Here is what she writes in the five year review piece:
“It was on the eve of January 2005 that an Ordinance was issued to amend the Patent Act 1970 and bring in a regime that would honour product patents.
Five years on, if there is an agreement among stake-holders of the pharmaceutical industry – a sector covered by the Act – it is their unhappiness with the implementation of the Patents (Amendment) Act, 2005.
But the agreement ends there, as criticism of the Act goes along the expected divide of the domestic drug industry’s outlook, as opposed to that of the multinationals.
Though the amended law has been implemented on the ground, it has not used flexibilities provided by world trade norms to the optimum level, says an IP expert. While Section 3 (d) of the Act has been used to block frivolous patent applications, there still is room for interpretation, he observes. Besides, there are too few patent examiners to clear the manifold increase in patent applications, he adds.
Over 35,000 patent applications were filed in 2007-08, of which over 15,000 were granted, says the Indian Patent Office. This is an increase from 12,000-odd patent applications in 2003-04, of which about 2,400 were granted. And by its own admission, there are only about 160 patent examiners – and even this is dwindling, says a patent expert familiar with the development.

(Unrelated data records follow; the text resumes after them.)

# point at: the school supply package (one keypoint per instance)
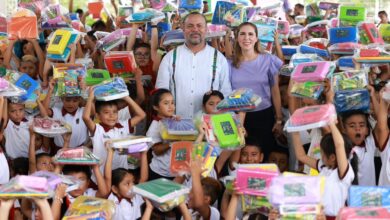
(112, 89)
(164, 194)
(310, 117)
(76, 156)
(239, 100)
(25, 186)
(88, 207)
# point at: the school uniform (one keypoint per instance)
(102, 134)
(17, 139)
(126, 209)
(336, 188)
(160, 164)
(75, 120)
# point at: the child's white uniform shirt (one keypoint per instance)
(366, 168)
(336, 188)
(124, 210)
(384, 176)
(160, 164)
(17, 139)
(121, 130)
(79, 129)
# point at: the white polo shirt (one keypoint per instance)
(193, 77)
(79, 129)
(17, 139)
(99, 138)
(336, 188)
(124, 210)
(160, 164)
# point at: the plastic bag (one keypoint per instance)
(304, 58)
(296, 190)
(369, 34)
(349, 213)
(313, 71)
(351, 15)
(164, 194)
(362, 196)
(349, 100)
(68, 78)
(181, 157)
(344, 48)
(131, 144)
(224, 130)
(120, 63)
(239, 100)
(25, 186)
(49, 127)
(349, 80)
(310, 117)
(111, 90)
(76, 156)
(23, 25)
(252, 181)
(88, 207)
(311, 90)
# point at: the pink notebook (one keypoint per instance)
(313, 71)
(254, 181)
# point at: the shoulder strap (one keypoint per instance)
(214, 68)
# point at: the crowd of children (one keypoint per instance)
(352, 148)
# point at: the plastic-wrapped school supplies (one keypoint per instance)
(239, 100)
(76, 156)
(112, 89)
(88, 207)
(362, 196)
(351, 15)
(311, 90)
(348, 100)
(296, 190)
(369, 34)
(366, 213)
(313, 71)
(164, 194)
(50, 127)
(131, 144)
(310, 117)
(349, 80)
(252, 181)
(25, 186)
(23, 25)
(343, 35)
(180, 157)
(224, 131)
(208, 154)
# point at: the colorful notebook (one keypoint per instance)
(181, 157)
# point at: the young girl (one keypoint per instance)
(164, 107)
(333, 164)
(121, 181)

Bringing in the product patent law is one thing, but there still is no domestic eco-system available to implement it on the ground, observes Mr Ranjit Shahani, President, Organisation of Pharmaceutical Producers of India, and head of Novartis in India.
Glivec case
Novartis’ patent application on its blood cancer drug Glivec has become a bench-mark case under the amended regime. Glivec was the first pharmaceutical product to get a green signal from the Indian Patent Office in the run-up to the amended regime in 2005. Subsequently, the Patent Office rejected Glivec’s patent application in 2006, and ever since it has seen a long and litigious journey. The case awaits legal proceedings, now in the Supreme Court.
IP expert Dr Prabuddha Ganguli says five years is too long to set right anomalies in the amended law, on compulsory licensing and disclosures on geographical origin of biological material, to mention a few.
“We are losing time,” he says, with the debate taking an emotive tone, rather than a rational one.
But IP expert Mr Shamnad Basheer feels it is too early to judge the Act. However, the mechanism to oppose patent applications seems to have worked, he observes. Of 9,719 pharma applications filed between 2005 and 2008, he says, only 34 were challenged. And 25 of these resulted in rejections, with the patent applicant winning in only 9 cases, he adds. Why the oppositions were few remains unclear, he says, despite India’s vibrant generic sector and active non-government organisation community that oppose frivolous pharma patents.
But what is clear, say industry stakeholders, that the there is the need for a better equipped patent and judicial infrastructure to handle the increasing number of patent applications and possible challenges.